Alternatively, Steady prints of the Fed’s preferred inflation gauge joined optimism concerning the US stimulus to propel the US Dollar Index (DXY) the most since mid-June on Friday, fueling the USD/JPY prices in turn. That said, the US Core PCE Inflation data remained firmer around 3.6%, versus a 3.7% market forecast, for September. The same bolstered traders’ fears over the US inflation and Fed tapering chatters, as could also be sensed in the latest speech from Fed Chairman Jerome Powell, on October 22, where he dumped ‘transitory’ concern for inflation. Amid these plays, the US 10-year Treasury yields rose two basis points (bps) to 1.575% by the press time.
It should be noted that the recently escalating US-China tussles and the Bank of Japan’s (BOJ) comparatively weaker stand against the US Federal Reserve (Fed), as far as monetary policy tightening is concerned, also underpin the US Treasury yields and the US dollar.

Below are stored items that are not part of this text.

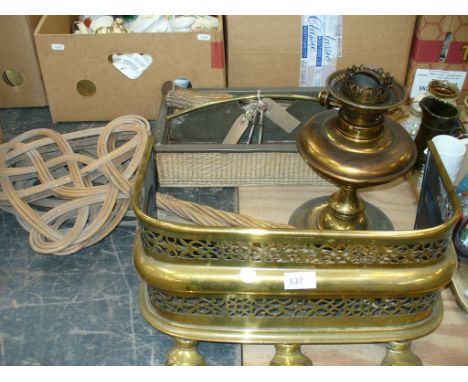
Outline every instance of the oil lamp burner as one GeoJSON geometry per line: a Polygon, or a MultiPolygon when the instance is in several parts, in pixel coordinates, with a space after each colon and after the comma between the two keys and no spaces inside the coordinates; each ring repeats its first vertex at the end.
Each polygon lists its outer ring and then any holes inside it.
{"type": "Polygon", "coordinates": [[[384,113],[405,99],[389,73],[361,65],[332,73],[322,104],[338,106],[312,117],[299,132],[299,153],[316,172],[336,184],[331,197],[300,206],[289,223],[299,228],[389,230],[392,224],[358,189],[391,182],[415,164],[409,134],[384,113]]]}

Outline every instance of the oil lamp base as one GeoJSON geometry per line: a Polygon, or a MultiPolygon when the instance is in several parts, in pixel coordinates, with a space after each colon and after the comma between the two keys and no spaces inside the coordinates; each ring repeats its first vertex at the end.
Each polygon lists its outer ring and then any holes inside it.
{"type": "MultiPolygon", "coordinates": [[[[321,229],[319,217],[322,211],[329,204],[329,196],[321,196],[309,200],[299,206],[291,215],[289,224],[297,228],[321,229]]],[[[393,231],[393,224],[390,219],[376,206],[364,202],[364,213],[367,219],[369,231],[393,231]]],[[[344,228],[346,229],[346,228],[344,228]]]]}

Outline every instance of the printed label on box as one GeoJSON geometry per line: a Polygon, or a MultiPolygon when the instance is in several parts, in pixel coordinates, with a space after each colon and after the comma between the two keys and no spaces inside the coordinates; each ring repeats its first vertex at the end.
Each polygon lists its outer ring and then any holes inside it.
{"type": "Polygon", "coordinates": [[[283,275],[284,289],[315,289],[317,288],[317,275],[311,272],[288,272],[283,275]]]}
{"type": "Polygon", "coordinates": [[[342,17],[302,16],[300,86],[324,86],[341,57],[342,17]]]}
{"type": "Polygon", "coordinates": [[[466,72],[436,70],[436,69],[416,69],[414,75],[413,87],[411,88],[411,98],[416,98],[420,93],[427,90],[429,82],[432,80],[447,80],[455,83],[458,89],[463,89],[466,72]]]}

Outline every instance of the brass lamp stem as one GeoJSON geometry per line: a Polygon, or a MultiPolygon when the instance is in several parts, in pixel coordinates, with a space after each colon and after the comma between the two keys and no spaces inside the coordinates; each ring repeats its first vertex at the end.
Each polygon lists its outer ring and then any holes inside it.
{"type": "Polygon", "coordinates": [[[357,190],[341,187],[328,201],[318,218],[320,229],[364,230],[367,219],[364,213],[364,202],[357,190]]]}

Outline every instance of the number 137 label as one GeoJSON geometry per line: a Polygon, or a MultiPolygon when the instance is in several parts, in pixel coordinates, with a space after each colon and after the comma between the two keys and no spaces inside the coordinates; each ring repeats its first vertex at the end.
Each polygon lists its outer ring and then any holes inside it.
{"type": "Polygon", "coordinates": [[[317,276],[315,272],[284,273],[284,289],[315,289],[317,276]]]}

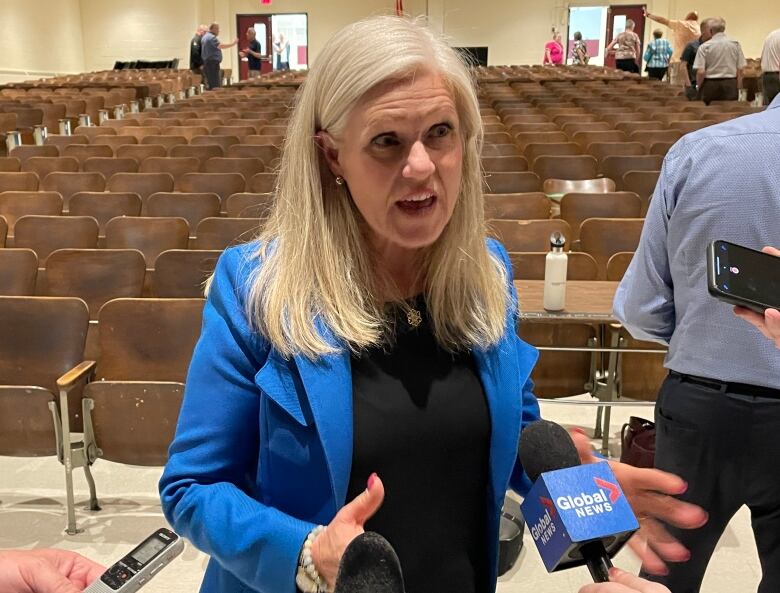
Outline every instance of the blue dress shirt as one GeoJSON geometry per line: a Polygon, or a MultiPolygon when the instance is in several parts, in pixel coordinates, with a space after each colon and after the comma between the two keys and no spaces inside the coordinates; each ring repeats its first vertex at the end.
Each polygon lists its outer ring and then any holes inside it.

Looking forward, US ISM Manufacturing PMI, expected 60.4 versus 61.1, may entertain USD/JPY traders ahead of Wednesday’s Fed decision. Although an absence of Fed Chair Powell’s press conference and economic forecast may dim the charm of the key event, hawkish expectations keep the day on the USD/JPY buyer’s radar.
Technical analysis
USD/JPY keeps Friday’s short-term falling wedge breakout to direct the bulls toward the yearly top around 114.70, also the three-year peak, until the quote stays beyond 113.95.